Apart from these closely related works, which treat the reconstruction of sparse vectors, another line of research deals with factorization/reconstruction of matrixvalued signals via overparametrization. The corresponding results are of a similar flavor and show an implicit lowrank bias of gradient flow/descent when minimizing factorized square losses [1, 2, 5, 8, 9, 10, 11, 12, 15, 16, 17, 19, 20]. It is noteworthy that the existing matrix sensing results, e.g., [20], require measurements to guarantee reconstruction of rank matrices via gradient descent, i.e., they share the suboptimal sample complexity of [21, 14]. For comparison, for lowrank matrix reconstruction by conventional methods like nuclearnorm minimization, only measurements are needed. For a more detailed discussion of the literature on matrix factorization/sensing via overparametrization, we refer the reader to [5].
1.3 Outline
Sections 2 and 3 are dedicated to proving Theorem 1.1. Section 2 illustrates the proof strategy in a simplified setting, whereas Section 3 extends the proof to full generality. For the sake of clarity, some of the proof details of Section 3 are postponed to Appendix A. Finally, we present in Section 4 numerical evidence supporting our claims and conclude with a brief summary/outlook on future research directions in Section 5.
1.4 Notation
For , we denote . Boldface lowercase letters like represent vectors with entries , while boldface uppercase letters like represent matrices with entries . For , means that , for all . We use to denote the Hadamard product, i.e., the vectors and have entries and , respectively. We abbreviate . Last but not least, we apply the logarithm entrywise to positive vectors, i.e., with .
2 Positive Case
To show Theorem 1.1, we are going to prove in this section the following simplified version, Theorem 2.1, that treats the model in (4) and is restricted to the positive orthant (recall that gradient flow applied to (4) preserves the entrywise sign of the iterates). In fact, the proof strategy for Theorem 1.1 is then a straightforward adaption of the proof of Theorem 2.1 and will be discussed in Section 3. Note that Theorem 2.1 can be easily adapted to other orthants by changing the signs of the initialization vector.

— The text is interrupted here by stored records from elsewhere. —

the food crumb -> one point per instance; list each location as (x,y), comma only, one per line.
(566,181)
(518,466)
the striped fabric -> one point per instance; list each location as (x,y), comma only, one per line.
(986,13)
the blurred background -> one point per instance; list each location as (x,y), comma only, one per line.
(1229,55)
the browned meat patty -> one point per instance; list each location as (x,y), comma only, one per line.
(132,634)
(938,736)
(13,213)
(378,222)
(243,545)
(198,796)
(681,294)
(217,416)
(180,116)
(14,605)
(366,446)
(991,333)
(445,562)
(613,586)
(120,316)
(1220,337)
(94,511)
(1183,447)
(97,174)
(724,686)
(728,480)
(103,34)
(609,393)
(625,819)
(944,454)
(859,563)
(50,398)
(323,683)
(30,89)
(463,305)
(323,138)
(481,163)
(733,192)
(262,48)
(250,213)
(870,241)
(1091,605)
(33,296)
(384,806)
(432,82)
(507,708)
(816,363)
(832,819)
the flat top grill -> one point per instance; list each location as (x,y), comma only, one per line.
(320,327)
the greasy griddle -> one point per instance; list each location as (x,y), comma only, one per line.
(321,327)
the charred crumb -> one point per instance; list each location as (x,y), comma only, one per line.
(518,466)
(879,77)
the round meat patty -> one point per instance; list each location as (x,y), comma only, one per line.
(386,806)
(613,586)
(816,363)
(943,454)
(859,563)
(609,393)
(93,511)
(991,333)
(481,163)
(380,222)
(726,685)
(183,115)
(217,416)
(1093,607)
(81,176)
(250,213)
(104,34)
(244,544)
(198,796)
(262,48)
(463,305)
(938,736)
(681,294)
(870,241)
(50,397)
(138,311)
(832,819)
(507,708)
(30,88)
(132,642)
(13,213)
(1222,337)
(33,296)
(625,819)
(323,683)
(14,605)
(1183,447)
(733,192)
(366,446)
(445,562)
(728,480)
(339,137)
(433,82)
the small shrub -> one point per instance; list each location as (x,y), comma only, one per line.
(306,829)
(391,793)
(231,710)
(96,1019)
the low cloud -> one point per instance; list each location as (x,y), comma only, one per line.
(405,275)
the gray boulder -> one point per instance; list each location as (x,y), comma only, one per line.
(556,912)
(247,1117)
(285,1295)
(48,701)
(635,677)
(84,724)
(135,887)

Theorem 2.1 (Equivalence to minimization, positive case).
Let , and . Define the overparameterized loss function as
(9) 
where . Let follow the flow with for any . Suppose the set of strictly positive solutions is nonempty. Then the limit exists and lies in . Moreover, its norm is away from the minimum, i.e.
for any if defined as in Theorem 1.1 with .
2.1 Reduced Factorized Loss
To analyze the dynamics , we first derive a compact expression for . We further simplify this expression by assuming identical initialization, and arrive at the Reduced Factorized Loss, which will be used in the proofs later on.
Lemma 2.2 (Gradient).
Let and . Then
(10) 
Proof.
Lemma 2.3 (Identical Initialization).
Suppose follows the negative gradient flow
If all initialization vectors are identical, i.e. for all , then the vectors remain identical for all , i.e. . Moreover, the dynamics will be given by
where and .
Proof.
At first sight, the reduction of the number of parameters in Lemma 2.3 seems counterintuitive to the idea of overparameterization. However, as opposed to the standard loss function , we arrive at a new loss function , which changes the optimization landscape. This new loss promotes an implicit bias to the gradient flow trajectory, which can be useful in various contexts [2, 5, 21, 18]. Motivated by Lemma 2.3, we will thus consider the loss function defined below for the rest of the paper.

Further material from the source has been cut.